Kassandra Olsen | Sebastopol, CA
After graduating from the BA program, Kassandra was certified in Permaculture and Ecovillage Design through Lost Valley Educational Center's two month training program. She traveled to the gulf coast where the wreckage of Hurricane Katrina lay. Armed with oyster mushroom spawn and a big heart, she taught classes that installed mycoremediation systems to address toxins in the soil spread by flooding. In the summer of 2006 she returned to Lost Valley to assist with the Permaculture and Ecovillage design program through an internship. She is currently residing in Sebastopol and continuing her journey as a permaculturalist and community activist.
Leslie Jackson | Oakland, CA
Since graduating, Leslie has worked on several straw bale and earthen buildings in New Mexico, Arizona and Northern California, and published (that is typeset, designed, edited, copyedited, managed the printing and marketing of, etc.) two editions of Rocket Mass Heaters (www.rocketstoves.com); and spread a lot of mud on walls.

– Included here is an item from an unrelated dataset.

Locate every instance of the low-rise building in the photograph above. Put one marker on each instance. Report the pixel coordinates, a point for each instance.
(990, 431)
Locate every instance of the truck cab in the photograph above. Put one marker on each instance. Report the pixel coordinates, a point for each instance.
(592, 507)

She recently managed the remodel of a cob house in the shape of a sea turtle in the back yard of a home in Oakland's Lake Merritt neighborhood; spread the word about Rocket Mass Heaters by presenting at workshops and festivals, worked on a few websites. She is currently engaged in several natural building projects, practicing Tai Chi, and playing with a few publishing ideas. See details at her website (www.mudfest.net). She also plays in a North African Classical band, Azidan, and is gearing up for a season of performances.
Lisa Mekis | Oakland, CA
After graduating, Lisa Mekis became the Director of the Green Living Center in San Francisco. Lisa has a background in community building and ecology in the U.S. and abroad. She is a permaculture teacher and has taught community workshops as well as college level certification courses. Lisa also works as a facilitator and project manger. She focuses on the re-design of the governance structures and services, and facilitates governance groups. Recently, Lisa has expanded her keen permaculture and facilitation skills to project manage green re-modeling housing projects. Personally, Lisa is committed to wise personal development and ecologically sound social evolution.
Sasha Rose (aka Benedetti) | Forestville, CA
After graduating from the BA program in 2001, Sasha was inspired to support young people in becoming more aware of themselves and their world, and to take action to create positive change. She worked with high school students in West County to start the Youth Action Council, a group that teaches others and engages in service projects to improve their campus, community and wilderness areas. She also worked as a trainer for Community Matters and traveled throughout California to facilitate two day leadership trainings to teach middle and high school students tools to stop violence and create a more tolerant campus environment. While working for Coastwalk, she created a summer youth program that convenes high school leaders for an intensive week camping on the coast with a focus on building leadership skills, hiking, doing restoration and trail building projects and creating a supportive community for the next generation of environmental leaders. She was married to Adam Schaible in a grove of redwoods in the summer of 2003 and gave birth to a beautiful baby girl, Sophia, in spring of 2005. She is currently working on earning her teaching credential and will be teaching elementary school next year.